Open pbiology opened 12 months ago
I think collecting this statistic already existed for TGA-cases (panel and exome) which was using picard markdups, but was lacking for WGS because the sentieon dedup report wasn't picked up by multiqc, however in the development version after creating more unified alignment workflows where the sentieon dedup tool is used for dedup in all workflows (and where the report was modified to be acceptable by multiqc) the same duplication stats which includes the optical duplicates is reported by all workflows. However! For some reason no optical duplicates are detected in TGA...
Below are the top 2 examples from TGA tumor and normal sample, and bottom an example WGS test sample run on the develop branch.
LIBRARY | UNPAIRED_READS_EXAMINED | READ_PAIRS_EXAMINED | SECONDARY_OR_SUPPLEMENTARY_RDS | UNMAPPED_READS | UNPAIRED_READ_DUPLICATES | READ_PAIR_DUPLICATES | READ_PAIR_OPTICAL_DUPLICATES | PERCENT_DUPLICATION | ESTIMATED_LIBRARY_SIZE |
---|---|---|---|---|---|---|---|---|---|
Unknown Library | 7776 | 40365947 | 661574 | 10128 | 7047 | 14367911 | 0 | 0,355994 | 42248922 |
Unknown Library | 6150 | 25823111 | 540829 | 8460 | 5402 | 6595770 | 0 | 0,255495 | 41515496 |
Unknown Library | 231373 | 347284974 | 3329457 | 817093 | 84083 | 31283787 | 2697729 | 0,090172 | 1960368099 |
These values are also included in the multiqc_data.json including some small calculations that multiqc has done on the stats. Here's the example from the WGS case from multiqc_data.json
LIBRARY: | Unknown Library, |
---|---|
UNPAIRED_READS_EXAMINED: | 231373 |
READ_PAIRS_EXAMINED: | 347284974 |
SECONDARY_OR_SUPPLEMENTARY_RDS: | 3329457 |
UNMAPPED_READS: | 817093 |
UNPAIRED_READ_DUPLICATES: | 84083 |
READ_PAIR_DUPLICATES: | 31283787 |
READ_PAIR_OPTICAL_DUPLICATES: | 2697729 |
PERCENT_DUPLICATION: | 0,090172 |
ESTIMATED_LIBRARY_SIZE: | 1960368099 |
READS_IN_DUPLICATE_PAIRS: | 62567574 |
READS_IN_UNIQUE_PAIRS: | 632002374 |
READS_IN_UNIQUE_UNPAIRED: | 147290 |
READS_IN_DUPLICATE_PAIRS_OPTICAL: | 5395458 |
READS_IN_DUPLICATE_PAIRS_NONOPTICAL: | 57172116 |
READS_IN_DUPLICATE_UNPAIRED: | 84083 |
READS_UNMAPPED: | 817093 |
There are no percent optical duplicates however, but it can be calculated quite simply from these values.
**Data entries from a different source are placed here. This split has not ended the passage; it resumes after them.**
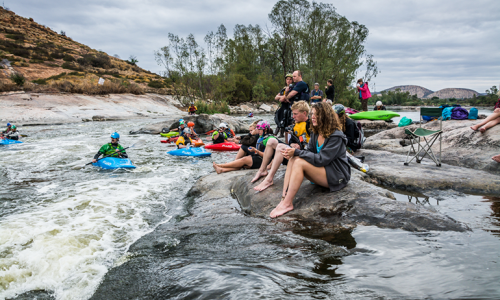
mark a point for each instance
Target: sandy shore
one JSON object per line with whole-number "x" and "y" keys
{"x": 28, "y": 109}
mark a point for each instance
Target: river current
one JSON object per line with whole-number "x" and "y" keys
{"x": 62, "y": 227}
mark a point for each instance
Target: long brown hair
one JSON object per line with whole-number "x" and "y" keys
{"x": 326, "y": 118}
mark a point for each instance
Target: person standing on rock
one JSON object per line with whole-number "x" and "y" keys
{"x": 364, "y": 94}
{"x": 323, "y": 163}
{"x": 300, "y": 137}
{"x": 281, "y": 117}
{"x": 316, "y": 94}
{"x": 330, "y": 91}
{"x": 489, "y": 122}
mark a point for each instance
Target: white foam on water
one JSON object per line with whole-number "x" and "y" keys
{"x": 67, "y": 246}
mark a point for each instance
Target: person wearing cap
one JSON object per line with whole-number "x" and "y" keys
{"x": 192, "y": 109}
{"x": 184, "y": 138}
{"x": 113, "y": 149}
{"x": 13, "y": 134}
{"x": 379, "y": 106}
{"x": 254, "y": 160}
{"x": 220, "y": 136}
{"x": 282, "y": 117}
{"x": 348, "y": 127}
{"x": 316, "y": 94}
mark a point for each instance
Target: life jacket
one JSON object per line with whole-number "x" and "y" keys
{"x": 221, "y": 139}
{"x": 260, "y": 146}
{"x": 301, "y": 134}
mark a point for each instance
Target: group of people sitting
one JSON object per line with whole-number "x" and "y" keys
{"x": 10, "y": 132}
{"x": 316, "y": 150}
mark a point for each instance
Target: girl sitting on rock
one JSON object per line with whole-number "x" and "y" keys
{"x": 254, "y": 160}
{"x": 323, "y": 163}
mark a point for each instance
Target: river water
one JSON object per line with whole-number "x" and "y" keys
{"x": 62, "y": 227}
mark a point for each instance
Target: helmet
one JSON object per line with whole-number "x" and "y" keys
{"x": 263, "y": 125}
{"x": 339, "y": 109}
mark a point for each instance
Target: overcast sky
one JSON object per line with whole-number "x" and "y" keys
{"x": 434, "y": 44}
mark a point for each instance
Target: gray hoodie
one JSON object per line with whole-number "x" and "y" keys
{"x": 332, "y": 156}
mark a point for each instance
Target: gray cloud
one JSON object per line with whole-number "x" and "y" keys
{"x": 450, "y": 43}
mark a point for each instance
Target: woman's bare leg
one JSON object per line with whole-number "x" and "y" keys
{"x": 268, "y": 155}
{"x": 300, "y": 168}
{"x": 278, "y": 159}
{"x": 240, "y": 154}
{"x": 489, "y": 125}
{"x": 488, "y": 119}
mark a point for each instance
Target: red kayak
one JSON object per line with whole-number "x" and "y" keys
{"x": 228, "y": 146}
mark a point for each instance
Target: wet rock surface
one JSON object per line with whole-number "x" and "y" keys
{"x": 461, "y": 146}
{"x": 213, "y": 232}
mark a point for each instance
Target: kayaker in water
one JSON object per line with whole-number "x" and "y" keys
{"x": 192, "y": 109}
{"x": 13, "y": 134}
{"x": 254, "y": 160}
{"x": 184, "y": 139}
{"x": 113, "y": 149}
{"x": 220, "y": 136}
{"x": 9, "y": 126}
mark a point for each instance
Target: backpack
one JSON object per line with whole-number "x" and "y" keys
{"x": 473, "y": 114}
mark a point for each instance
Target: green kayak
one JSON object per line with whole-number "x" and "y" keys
{"x": 374, "y": 115}
{"x": 170, "y": 134}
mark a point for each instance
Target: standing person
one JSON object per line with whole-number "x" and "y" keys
{"x": 324, "y": 162}
{"x": 282, "y": 115}
{"x": 316, "y": 95}
{"x": 365, "y": 94}
{"x": 113, "y": 149}
{"x": 192, "y": 109}
{"x": 301, "y": 133}
{"x": 330, "y": 91}
{"x": 379, "y": 106}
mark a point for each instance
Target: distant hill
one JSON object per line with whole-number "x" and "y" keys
{"x": 38, "y": 53}
{"x": 456, "y": 93}
{"x": 421, "y": 92}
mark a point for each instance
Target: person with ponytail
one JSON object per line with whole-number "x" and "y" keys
{"x": 324, "y": 162}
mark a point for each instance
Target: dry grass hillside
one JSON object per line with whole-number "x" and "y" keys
{"x": 52, "y": 62}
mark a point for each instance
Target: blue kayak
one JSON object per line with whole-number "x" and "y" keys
{"x": 114, "y": 163}
{"x": 9, "y": 142}
{"x": 197, "y": 152}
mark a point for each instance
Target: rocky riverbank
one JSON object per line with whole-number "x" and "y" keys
{"x": 30, "y": 108}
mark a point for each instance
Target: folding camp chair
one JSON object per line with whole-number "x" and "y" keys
{"x": 424, "y": 138}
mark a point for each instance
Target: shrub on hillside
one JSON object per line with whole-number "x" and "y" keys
{"x": 18, "y": 78}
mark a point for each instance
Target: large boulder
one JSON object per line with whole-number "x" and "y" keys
{"x": 358, "y": 203}
{"x": 461, "y": 146}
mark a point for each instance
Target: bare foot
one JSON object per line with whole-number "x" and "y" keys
{"x": 217, "y": 168}
{"x": 264, "y": 185}
{"x": 259, "y": 175}
{"x": 281, "y": 209}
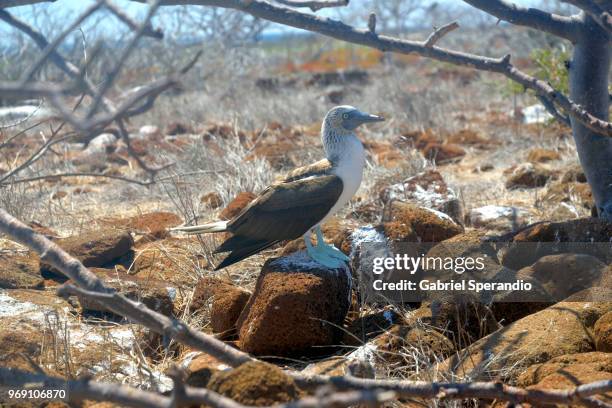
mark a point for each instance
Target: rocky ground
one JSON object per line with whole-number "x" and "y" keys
{"x": 458, "y": 185}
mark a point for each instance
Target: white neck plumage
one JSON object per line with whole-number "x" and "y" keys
{"x": 339, "y": 145}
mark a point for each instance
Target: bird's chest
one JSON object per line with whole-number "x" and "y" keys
{"x": 350, "y": 170}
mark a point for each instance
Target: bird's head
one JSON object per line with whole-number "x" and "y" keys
{"x": 345, "y": 119}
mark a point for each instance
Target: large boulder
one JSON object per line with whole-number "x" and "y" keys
{"x": 589, "y": 236}
{"x": 297, "y": 304}
{"x": 256, "y": 384}
{"x": 569, "y": 371}
{"x": 564, "y": 328}
{"x": 603, "y": 333}
{"x": 226, "y": 303}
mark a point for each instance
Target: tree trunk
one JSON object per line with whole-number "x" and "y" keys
{"x": 589, "y": 70}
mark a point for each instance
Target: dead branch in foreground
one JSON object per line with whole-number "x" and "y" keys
{"x": 353, "y": 390}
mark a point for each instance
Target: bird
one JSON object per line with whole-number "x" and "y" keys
{"x": 297, "y": 204}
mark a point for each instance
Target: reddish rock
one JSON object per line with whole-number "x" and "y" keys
{"x": 590, "y": 236}
{"x": 404, "y": 222}
{"x": 153, "y": 225}
{"x": 255, "y": 384}
{"x": 201, "y": 369}
{"x": 96, "y": 248}
{"x": 237, "y": 205}
{"x": 568, "y": 371}
{"x": 542, "y": 155}
{"x": 154, "y": 294}
{"x": 178, "y": 128}
{"x": 212, "y": 200}
{"x": 469, "y": 137}
{"x": 528, "y": 176}
{"x": 570, "y": 192}
{"x": 20, "y": 272}
{"x": 563, "y": 328}
{"x": 429, "y": 343}
{"x": 227, "y": 302}
{"x": 574, "y": 174}
{"x": 427, "y": 189}
{"x": 294, "y": 298}
{"x": 443, "y": 153}
{"x": 551, "y": 272}
{"x": 603, "y": 333}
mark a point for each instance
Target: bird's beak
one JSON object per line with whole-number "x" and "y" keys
{"x": 368, "y": 118}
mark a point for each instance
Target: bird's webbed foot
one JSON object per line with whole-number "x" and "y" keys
{"x": 324, "y": 257}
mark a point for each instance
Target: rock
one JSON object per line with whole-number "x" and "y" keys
{"x": 397, "y": 344}
{"x": 588, "y": 236}
{"x": 227, "y": 300}
{"x": 154, "y": 294}
{"x": 442, "y": 153}
{"x": 20, "y": 272}
{"x": 563, "y": 328}
{"x": 212, "y": 200}
{"x": 169, "y": 260}
{"x": 178, "y": 128}
{"x": 153, "y": 225}
{"x": 574, "y": 174}
{"x": 496, "y": 217}
{"x": 539, "y": 155}
{"x": 405, "y": 222}
{"x": 149, "y": 132}
{"x": 256, "y": 384}
{"x": 201, "y": 368}
{"x": 570, "y": 192}
{"x": 97, "y": 248}
{"x": 469, "y": 137}
{"x": 101, "y": 144}
{"x": 568, "y": 371}
{"x": 336, "y": 232}
{"x": 603, "y": 333}
{"x": 528, "y": 176}
{"x": 237, "y": 205}
{"x": 550, "y": 274}
{"x": 362, "y": 329}
{"x": 16, "y": 344}
{"x": 427, "y": 189}
{"x": 535, "y": 114}
{"x": 294, "y": 297}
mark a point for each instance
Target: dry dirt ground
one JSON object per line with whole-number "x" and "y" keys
{"x": 452, "y": 143}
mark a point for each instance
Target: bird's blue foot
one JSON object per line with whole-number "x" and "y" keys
{"x": 324, "y": 256}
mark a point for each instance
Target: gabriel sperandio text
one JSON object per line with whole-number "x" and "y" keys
{"x": 411, "y": 264}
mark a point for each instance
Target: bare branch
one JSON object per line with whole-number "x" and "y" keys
{"x": 148, "y": 30}
{"x": 90, "y": 285}
{"x": 582, "y": 394}
{"x": 372, "y": 23}
{"x": 600, "y": 15}
{"x": 344, "y": 32}
{"x": 561, "y": 26}
{"x": 439, "y": 33}
{"x": 314, "y": 5}
{"x": 17, "y": 3}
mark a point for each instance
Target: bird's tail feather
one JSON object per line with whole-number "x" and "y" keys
{"x": 243, "y": 252}
{"x": 219, "y": 226}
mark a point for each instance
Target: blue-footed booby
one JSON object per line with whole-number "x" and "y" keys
{"x": 299, "y": 203}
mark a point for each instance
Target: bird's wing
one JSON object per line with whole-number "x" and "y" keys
{"x": 320, "y": 168}
{"x": 287, "y": 210}
{"x": 283, "y": 211}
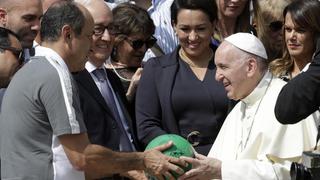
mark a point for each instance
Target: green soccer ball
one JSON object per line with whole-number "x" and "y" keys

Is that sufficient to close this issue? @pbiology
I will investigate a little why there are no optical dups in TGA first however...
Ok...I think I see the issue...for TGA we modify the headers of the reads in the fastq by adding the extracted UMI-sequence, which creates problems for how Picard MarkDuplicates extracts the flowcell tile information.
https://gatk.broadinstitute.org/hc/en-us/articles/360037052812-MarkDuplicates-Picard-
--READ_NAME_REGEX <String> MarkDuplicates can use the tile and cluster positions to estimate the rate of optical
duplication in addition to the dominant source of duplication, PCR, to provide a more
accurate estimation of library size. By default (with no READ_NAME_REGEX specified),
MarkDuplicates will attempt to extract coordinates using a split on ':' (see Note below).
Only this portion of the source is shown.